First, going to keep plugging this. The esteemed James Grayson set up this forum based on my analytics post last Friday, and we need more voices to reach critical mass. If you haven’t already, have a look, post something, return, keep returning, and tell your nerdlinger friends.
Second, what is football analytics for?
This week, I’ve spent some time looking at some numbers—particularly Total Shots Ratio, a good, simple, predictive metric which measures a club’s ability to control the ball, and tends to indicate a team’s ability to win over the long term; and PDO, which assesses whether or not a club is performing above or below the general mean, whether due to luck or incredible skill—in order to make the case that it would be foolish in the extreme for Real Madrid to sack Jose Mourinho.
In those pieces, I didn’t pay much attention to rumours of a poor relationship between RM president Florentino Perez or any individual instances of questionable ‘leadership’ from Mourinho, and perhaps more controversially, I didn’t discuss particular games or individual tactical mistakes Mourinho may or may not have made in particular matches that may or may not have led to a negative outcome.
It should be said that any or all of the above factors could, in theory, have a detrimental effect on the team’s ability to continue performing at a high standard over the long-term. At the very least though, Perez owes it to the club’s fans—particularly considering Mourinho’s phenomenal success rate at Madrid when faced with defeating one of the best club sides in footballing history—to make a clear case they would.
Otherwise, Perez could be necessarily putting the club at risk of a dip in form, at least if Barcelona continue to perform to their incredible standard, including a 1 goal to every 4 shots conversion rate.
And so, I ask again, in light of this, what purpose does football analytics serve?
In the minds of most fans, sports analytics is meant to tease out counter-intuitive metrics or algorithms in order to give less-financially able teams an unseen market advantage. This is, of course, the Moneyball approach. However, it’s fair to say that the advantage of any first mover in this regard is short-lived in sports analytics (as it was in baseball, despite the romanticism that still surrounds the 2003 Oakland Athletics). As for football, it’s hard to make a case whether first mover metrics exist at all. If they do, they likely only offer small, in-game dividends that may not even translate into added point totals.
Some others have looked to analytics, particularly statistical absolutes like the Reep Ratio of one goal for every nine shots, in order to make normative statements about the “ideal” way to play football. This is closely related to the Moneyball approach, and for some, it’s the basis of their interest in the field. If statistics once famously revealed that most gridiron teams would be better off ‘going for it’ than punting on a fourth down for example, perhaps there are similar inefficiencies in how most teams go about trying to score goals and prevent goals from being scored.
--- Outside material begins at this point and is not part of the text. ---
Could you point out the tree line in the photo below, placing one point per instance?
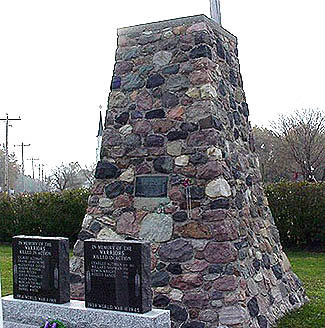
(293, 147)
This area of analytics is controversial and subject to skepticism, for good reason. For one, there is a major risk in complex team invasion sports, which are open ended and free-flowing, of over-generalization—even in broad samples. Large samples drawn exclusively from a particular league or region may be influenced by unseen regional biases based on cultural preferences and tactics. For instance, Spanish sides generally lead Europe in interceptions, and English sides generally lead in tackles. It would therefore be erroneous to draw normative conclusions based on those individual factors for football as a whole.
Even statistical patters that can be observed over a large number of matches accounting for both historical samples and regional differences however do not account for the fact that football is a game of particulars, single matches with determined outcomes played by sides of greatly varying quality. This is one of the major reasons why Charles Reep’s theories came into disrepute. Reep believed that because he ratio of shots to goals was generally fixed, and that goals on average arose from a limited number of passes, teams would do well to beat the odds by punting up the ball to goal as quickly as possible to rack up the shots.
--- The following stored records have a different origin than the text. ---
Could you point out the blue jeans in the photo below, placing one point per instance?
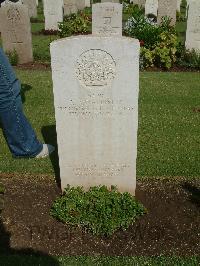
(20, 136)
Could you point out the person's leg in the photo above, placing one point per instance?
(20, 136)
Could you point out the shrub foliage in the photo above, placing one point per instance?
(98, 210)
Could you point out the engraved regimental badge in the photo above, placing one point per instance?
(95, 68)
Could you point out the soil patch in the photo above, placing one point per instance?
(171, 227)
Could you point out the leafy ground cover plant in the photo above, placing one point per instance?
(189, 59)
(99, 210)
(159, 42)
(13, 57)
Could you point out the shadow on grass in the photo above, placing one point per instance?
(24, 89)
(194, 193)
(49, 135)
(22, 257)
But this is using the general to abuse the particular. As Jonathan Wilson pointed out in his famous criticism of Reep in Inverting the Pyramid, there is evidence from Reep’s own numbers that, at the time he made his measurements, 91.5% of all moves in football involved three or fewer passes. So if goals were more likely to be scored from fewer passes, this percentage should increase. However, 80% of goals in his examples came from three moves or fewer, indicating that goals from three or more passes are actually more efficient. Moreover, Reep fails to account for crucial particulars, including evidence that higher-skilled teams were more likely to score goals from longer passing chains. As Wilson concludes, “That is not to say that direct football is wrong at all times, merely that fundamentalism in tactics tends to be misguided as in any sphere.”
It’s for this reason that those in the analytics field would be wise to avoid normative statements based on some broad statistical correlatives unless they have very strong evidence of its universal application.
Finally, some other fans have looked to soccer analytics as a means to beat betting odds. More power to you, if that’s your interest. But here I think is the closest analytics will come to broad utility.
As I’ve spent more and more time on this subject over the last few months, it’s become clear to me that the single, major advantage of football analytics—particularly those that maintain strong predictive power over a reasonably small sample size—is to provide a clear picture of the relative strength of a certain team over the longish term.
Why is this important?
Well, just as broad samples can be over-generalized to particular matches, so can instances from particular matches be abused when applying them to the long term. I wrote a piece making a simple argument that Real Madrid’s unnaturally low PDO this season, coupled with their impressive TSR, meant they’re possibly due for an improvement in total points. A commenter wrote in response, “The matches against Dortmund were illustrative of the decline the coach is overseeing in the club.” On what evidence though has there been any ‘decline’?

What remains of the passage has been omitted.